Y_Init ->> Y_Intermediate : ready message (Unix domain socket)
Y_Intermediate ->> Y_Main : ready message (Unix domain socket)
Y_Main ->> Y_Main: set cgroup configuration for Y_Init
Y_Main ->> D : exit $code
D ->> Y_Main : $ youki start $container_id
Y_Main -->> Y_Init : start message through notify listener (Unix domain socket)
Y_Init ->> Y_Init : run the commands in dockerfile, using `execv`
D ->> D : monitor pid written in pid file
D ->> U : exit $code

Control flow

main invocation

On invoking Youki, main function parses args passed to it, which contains directory path to store container state (check runc . 8 . md in runc man pages), optional log path and log format string and a subcommand such as create, delete etc.

From there it matches subcommand arg with possible subcommand and takes appropriate actions, such as creating a new container, deleting a container erc.

create container

One thing to note is that in the end, container is just another process in Linux. It has specific/different control group, namespace, using which program executing in it can be given impression that is is running on a complete system, but on the system which it is running, it is just another process, and has attributes such as pid, file descriptors, etc. associated with it like any other process.

When given create command, Youki will load the specification, configuration, sockets etc., use clone syscall to create the container process (init process),applies the limits, namespaces, and etc. to the cloned container process. The container process will wait on a unix domain socket before exec into the command/program.

The main youki process will setup pipes used to communicate and syncronize with the intermediate and init process. The init process will notify the intermediate process, and then intermediate process to the main youki process that it is ready and start to wait on a unix domain socket. The youki process will then write the container state and exit.

Process

This handles creation of the container process. The main youki process creates the intermediate process and the intermediate process creates the container process (init process). The hierarchy is: main youki process -> intermediate process -> init process

The main youki process will set up pipes used as message passing and synchronization mechanism with the init process. Youki needs to create/fork two process instead of one is because nuances for the user and pid namespaces. In rootless container, we need to first enter user namespace, since all other namespaces requires CAP_SYSADMIN. When unshare or set_ns into pid namespace, only the children of the current process will enter into a different pid namespace. As a result, we must first fork a process to enter into user namespace, call unshare or set_ns for pid namespace, then fork again to enter into the correct pid namespace.

Note: clone(2) offers us the ability to enter into user and pid namespace by creatng only one process. However, clone(2) can only create new pid namespace, but cannot enter into existing pid namespaces. Therefore, to enter into existing pid namespaces, we would need to fork twice.
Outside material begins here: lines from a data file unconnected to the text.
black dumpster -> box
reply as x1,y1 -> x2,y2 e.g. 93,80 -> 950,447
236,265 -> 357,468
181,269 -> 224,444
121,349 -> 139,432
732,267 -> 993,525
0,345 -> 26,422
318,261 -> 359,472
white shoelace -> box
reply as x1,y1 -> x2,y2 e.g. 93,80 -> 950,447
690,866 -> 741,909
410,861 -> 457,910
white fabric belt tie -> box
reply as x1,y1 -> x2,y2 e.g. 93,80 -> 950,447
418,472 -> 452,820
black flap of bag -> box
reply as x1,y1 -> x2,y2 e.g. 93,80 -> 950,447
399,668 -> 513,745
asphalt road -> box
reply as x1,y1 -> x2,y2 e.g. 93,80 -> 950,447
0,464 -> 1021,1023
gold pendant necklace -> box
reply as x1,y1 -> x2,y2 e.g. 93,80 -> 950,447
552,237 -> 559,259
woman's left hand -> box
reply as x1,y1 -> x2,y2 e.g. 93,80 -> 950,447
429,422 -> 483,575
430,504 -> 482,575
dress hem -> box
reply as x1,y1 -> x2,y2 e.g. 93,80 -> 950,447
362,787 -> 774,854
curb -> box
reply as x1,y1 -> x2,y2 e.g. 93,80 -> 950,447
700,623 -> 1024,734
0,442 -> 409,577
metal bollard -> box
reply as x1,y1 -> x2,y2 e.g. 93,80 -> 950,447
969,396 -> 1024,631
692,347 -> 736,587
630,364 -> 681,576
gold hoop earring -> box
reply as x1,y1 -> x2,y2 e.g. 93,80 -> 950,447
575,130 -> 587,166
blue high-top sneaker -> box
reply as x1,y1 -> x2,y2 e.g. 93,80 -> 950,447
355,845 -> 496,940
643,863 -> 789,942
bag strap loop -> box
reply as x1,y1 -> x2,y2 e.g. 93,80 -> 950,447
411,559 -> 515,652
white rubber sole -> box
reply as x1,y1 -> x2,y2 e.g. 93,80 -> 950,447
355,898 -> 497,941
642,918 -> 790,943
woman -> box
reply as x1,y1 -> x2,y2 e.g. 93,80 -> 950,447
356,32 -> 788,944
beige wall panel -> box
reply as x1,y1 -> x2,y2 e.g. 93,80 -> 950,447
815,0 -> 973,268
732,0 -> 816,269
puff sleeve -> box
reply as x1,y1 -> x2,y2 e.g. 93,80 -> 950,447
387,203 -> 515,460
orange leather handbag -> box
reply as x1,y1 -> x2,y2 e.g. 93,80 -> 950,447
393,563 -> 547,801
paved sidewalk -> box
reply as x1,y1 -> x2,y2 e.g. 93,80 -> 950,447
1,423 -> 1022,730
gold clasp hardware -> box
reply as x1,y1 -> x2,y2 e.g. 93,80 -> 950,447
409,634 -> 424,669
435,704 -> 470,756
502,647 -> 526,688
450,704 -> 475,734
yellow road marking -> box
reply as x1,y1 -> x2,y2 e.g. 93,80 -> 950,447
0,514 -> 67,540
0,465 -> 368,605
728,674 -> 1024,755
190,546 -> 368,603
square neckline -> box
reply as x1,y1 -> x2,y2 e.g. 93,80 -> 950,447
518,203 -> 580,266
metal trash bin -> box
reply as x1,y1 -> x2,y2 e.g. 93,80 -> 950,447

Currently, there is no getting around this limitation.

Container

This contains structure represent and functions related to container process and its state and status.

Command

This contains a trait to wrap commonly required syscalls, so that they can be abstracted from implementation details for rest of Youki. This also provides implementation for Linux syscalls for the trait.

Capabilities

This has functions related to set and reset specific capabilities, as well as to drop extra privileges

Info

This is primarily for printing info about system running youki, such as OS release, architecture, cpu info, cgroups info etc. , as this info can be helpful when reporting issues.

Namespaces

This has functions related to setting of namespaces to the calling process

Pause and Resume

This contains functionality regarding pausing and resuming container. Pausing a container indicates suspending all processes in it. This can be done with signals SIGSTOP and SIGCONT, but these can be intercepted. Using cgroups to suspend and resume processes without letting tasks know.